Violence in South Sudan, a volatile country that recently voted for independence from Sudan in 2011, erupted after President Salva Kiir accused his vice president, Riek Machar, of attempting a coup in July 2013. Machar was subsequently dismissed as vice president and now leads a rebel group seeking to overthrow Kiir’s government. Exacerbating the conflict, however, is the growing importance of ethnicity in determining who is friend or foe. President Kiir is an ethnic Dinka while Machar is a Nuer. Al-Jazeera reports that in Bentiu, the capital of the ironically named Unity province where the recent massacre occurred, one can find numerous ethnic groups, including Dinka, Nuer, Darfuri, and Misseriya Arabs. Insecurities regarding whether one’s neighbor is a potential enemy for being a different ethnicity is thus polarizing the city, resulting in thousands of people fleeing the possibility of future massacres.
In an attempt to protect civilians from reprisal attacks throughout the country, U.N. peacekeepers have allowed thousands to seek refuge within their bases. While attempting to ensure safety for these civilians, however, the results are mixed. Reuters reports that after the mainly Nuer rebels seized Bentiu, Dinka residents of the town of Bor in South Sudan’s Jonglei state attacked a U.N. base that sheltered up to 5,000 mostly Nuer people.

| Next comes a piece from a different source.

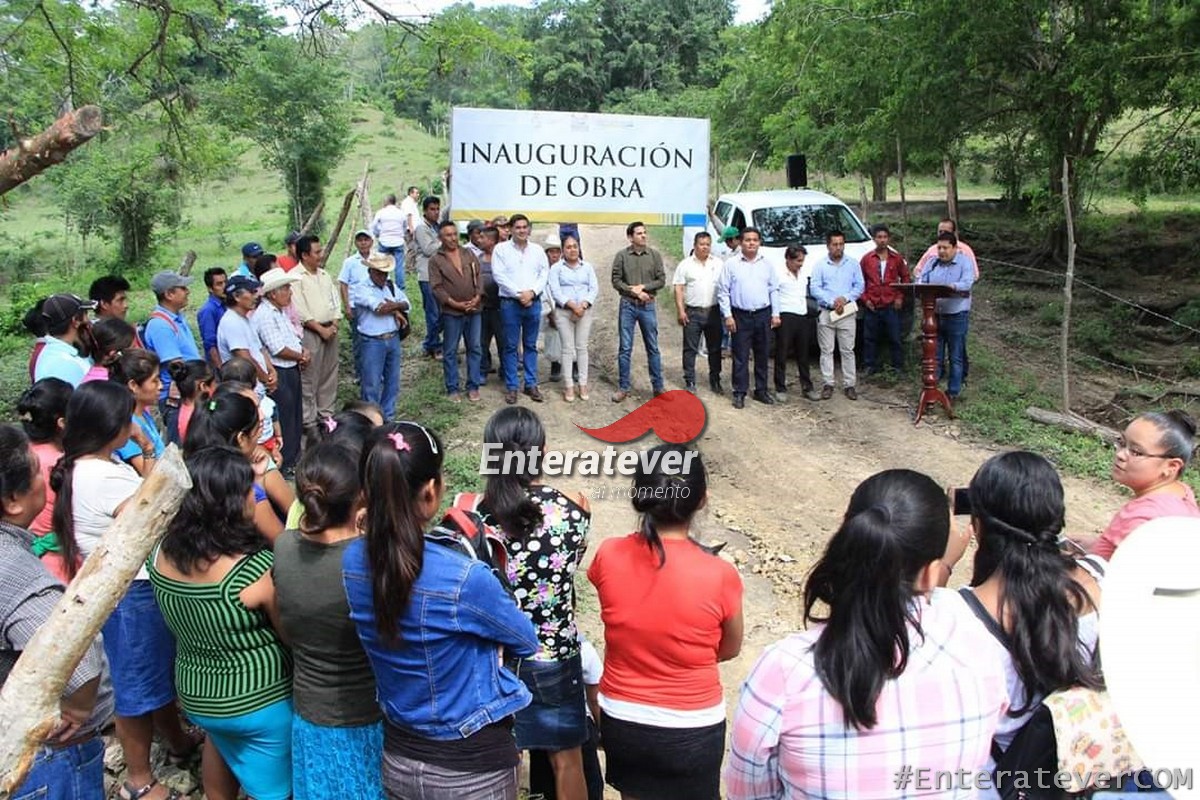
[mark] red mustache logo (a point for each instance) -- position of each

Some 58 people died and 98 were injured after the Dinka had deceived the peacekeepers into believing that their protest was peaceful before opening fire on the base.
Furthermore, sanitation and water supplies within the bases are being stretched thin as more and more civilians arrive to seek refuge by the day. Tony Lanzer, the U.N.’s representative in South Sudan, stated that the base in Bentiu only had one liter of water per person available per day. Additionally, a growing public health crisis is emerging as sanitary facilities can no longer sustain the growing number of people inside the bases. Some 350 people, for example, are forced to share one toilet. Raphael Gorgeu, the head of Doctors Without Borders in South Sudan, warns that people will die inside Bentiu’s U.N. base within days because of the bleak water and sanitation situation.
Prospects for a quick resolution to the conflict in South Sudan are nil. Reuters reports that a January ceasefire between the belligerent parties has never taken hold. Meanwhile, the East African IGAD group has attempted to organize peace talks. The recent massacre, however, has led to the postponement of these talks until April 28. How this conflict will end is uncertain, but for a multiethnic country with one of the world’s lowest standards of living, one can assume that a successful resolution will not come quickly or easily.